Publicado em 1961, Barranco de Cegos é o ponto culminante da obra de Redol - ribatejano de Vila Franca, neto de campino, publicitário de profissão, militante clandestino do Partido Comunista. Um dos melhores romances portugueses dos últimos cem anos. Superando os esquematismos da literatura com forte cunho ideológico, que desenha rígidas fronteiras entre o vício e a virtude. Invadindo até o domínio reservado do romance psicológico, nos capítulos centrados no diário íntimo de Emília Adelaide, em que se desvendam pormenores da turbulenta relação entre Diogo e os filhos.

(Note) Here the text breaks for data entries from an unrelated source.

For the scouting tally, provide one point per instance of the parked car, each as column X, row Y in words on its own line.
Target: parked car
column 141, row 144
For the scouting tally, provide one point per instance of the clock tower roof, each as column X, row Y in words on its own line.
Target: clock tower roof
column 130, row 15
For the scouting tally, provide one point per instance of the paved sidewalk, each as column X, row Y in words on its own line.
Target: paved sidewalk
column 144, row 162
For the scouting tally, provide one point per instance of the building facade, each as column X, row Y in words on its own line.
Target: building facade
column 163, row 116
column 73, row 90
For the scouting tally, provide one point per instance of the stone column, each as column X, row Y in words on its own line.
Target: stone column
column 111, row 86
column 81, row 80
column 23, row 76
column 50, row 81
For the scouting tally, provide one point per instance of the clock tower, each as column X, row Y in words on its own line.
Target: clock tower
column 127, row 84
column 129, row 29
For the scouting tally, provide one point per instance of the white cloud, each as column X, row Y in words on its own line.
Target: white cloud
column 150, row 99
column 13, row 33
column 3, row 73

O patriarca Relvas é um homem atormentado: «meio Deus, meio Lavrador», meio poeta, meio bruxo. Um pouco como o Príncipe de Salina da obra-prima de Lampedusa. Redol retrata-o num misto de repulsa e fascínio, ambiguidade que torna ainda mais densa e complexa esta obra dividida em três partes: "O Livro das Horas Plenas", "O Livro das Horas Amargas" e "O Livro das Horas Absurdas". Como bem observou Mário Dionísio no prefácio à terceira edição (1970), «o que neste romance poderia ser pesado de imobilidade ou de andamento menos ágil anima-se, pelo contrário, de surpresas narrativas ou descritivas que não comprometem nunca a gravidade do contexto.»
Aos poucos, o protagonista vai-se enclausurando naquela torre que permite mirar o Tejo (a que chama mar) e onde os ecos da rua soam cada vez mais esparsos. É uma sociedade em decomposição para o orgulhoso agrário, outrora liberal convicto, mais tarde um conservador impenitente. Foi virando a partir da revolta republicana de 1891, que «meteu medo às pessoas de bem».

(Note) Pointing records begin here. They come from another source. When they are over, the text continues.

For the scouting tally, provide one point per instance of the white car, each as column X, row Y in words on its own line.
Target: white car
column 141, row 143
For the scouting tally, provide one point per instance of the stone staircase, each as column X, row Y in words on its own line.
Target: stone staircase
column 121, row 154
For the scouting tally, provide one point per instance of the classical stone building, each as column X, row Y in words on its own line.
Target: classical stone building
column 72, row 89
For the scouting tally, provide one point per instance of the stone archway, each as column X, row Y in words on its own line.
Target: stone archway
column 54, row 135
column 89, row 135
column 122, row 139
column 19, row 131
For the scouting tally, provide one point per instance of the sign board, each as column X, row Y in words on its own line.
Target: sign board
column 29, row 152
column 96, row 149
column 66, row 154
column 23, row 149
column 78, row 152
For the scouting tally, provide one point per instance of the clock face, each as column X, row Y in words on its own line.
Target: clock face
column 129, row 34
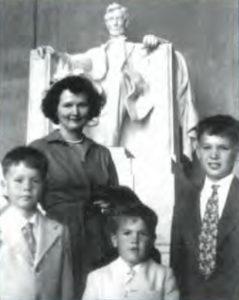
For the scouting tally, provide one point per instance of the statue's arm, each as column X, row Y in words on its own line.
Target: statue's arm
column 151, row 41
column 188, row 115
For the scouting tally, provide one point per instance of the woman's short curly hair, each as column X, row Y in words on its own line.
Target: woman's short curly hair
column 76, row 85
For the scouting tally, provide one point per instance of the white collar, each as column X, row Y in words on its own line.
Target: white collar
column 20, row 221
column 125, row 267
column 226, row 181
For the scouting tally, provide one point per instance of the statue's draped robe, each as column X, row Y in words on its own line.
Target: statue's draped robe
column 148, row 98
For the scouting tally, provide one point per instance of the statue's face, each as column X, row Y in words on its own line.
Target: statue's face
column 116, row 23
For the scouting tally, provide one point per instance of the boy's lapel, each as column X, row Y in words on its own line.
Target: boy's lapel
column 230, row 215
column 49, row 233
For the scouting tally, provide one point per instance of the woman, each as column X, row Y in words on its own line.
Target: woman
column 77, row 165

É na enigmática torre que decorre outra cena capital do livro, quando Diogo abre uma excepção à regra deixando ali entrar o Rei D. Carlos, de visita à sua propriedade.

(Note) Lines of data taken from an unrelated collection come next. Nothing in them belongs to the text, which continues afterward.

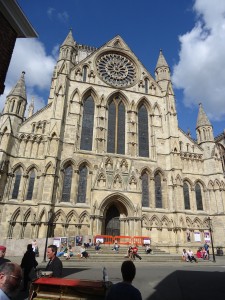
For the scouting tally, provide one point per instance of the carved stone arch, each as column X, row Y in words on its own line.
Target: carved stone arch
column 179, row 180
column 165, row 221
column 109, row 163
column 190, row 183
column 144, row 101
column 84, row 215
column 74, row 93
column 197, row 223
column 90, row 92
column 211, row 185
column 145, row 221
column 86, row 163
column 123, row 203
column 146, row 170
column 17, row 166
column 67, row 162
column 156, row 110
column 217, row 185
column 189, row 222
column 121, row 95
column 59, row 217
column 72, row 217
column 155, row 221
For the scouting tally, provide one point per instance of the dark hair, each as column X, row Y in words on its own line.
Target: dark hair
column 29, row 247
column 128, row 270
column 54, row 248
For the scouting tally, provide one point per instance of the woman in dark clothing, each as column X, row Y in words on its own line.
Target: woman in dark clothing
column 28, row 262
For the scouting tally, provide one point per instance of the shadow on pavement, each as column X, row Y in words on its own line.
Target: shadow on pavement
column 191, row 285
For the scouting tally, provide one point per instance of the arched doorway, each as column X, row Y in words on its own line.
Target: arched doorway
column 112, row 223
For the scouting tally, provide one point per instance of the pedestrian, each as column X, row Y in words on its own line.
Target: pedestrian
column 125, row 290
column 10, row 279
column 135, row 252
column 2, row 255
column 28, row 263
column 54, row 264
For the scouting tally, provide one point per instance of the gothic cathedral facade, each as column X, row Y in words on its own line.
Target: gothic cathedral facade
column 106, row 155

«- Um verdadeiro governo nunca poderá ser popular, Majestade. Governar ao gosto do povo é nivelar por baixo. Amo demasiadamente os homens que me servem para lhes permitir a absurda loucura de intervirem nos negócios públicos.
- Na Europa temos de nos resignar...
- Coloque-se Portugal fora da Europa se, porventura, entendermos que a razão está do nosso lado. A verdadeira Europa podemos ser nós...» (p. 209)
O monarca quer conceder-lhe o título de Visconde de Aldebarã, ele recusa com polida firmeza: «Fico-me com o título de rei dos lavradores.»
Na clausura a que se condenou, é o que resta ao neto de Bernardo, desde sempre crente que «há um cavalo na alma de cada homem».
O mundo deste cultor do imobilismo já não era desse reino. Para que nada realmente mude, por vezes é preciso que tudo mude.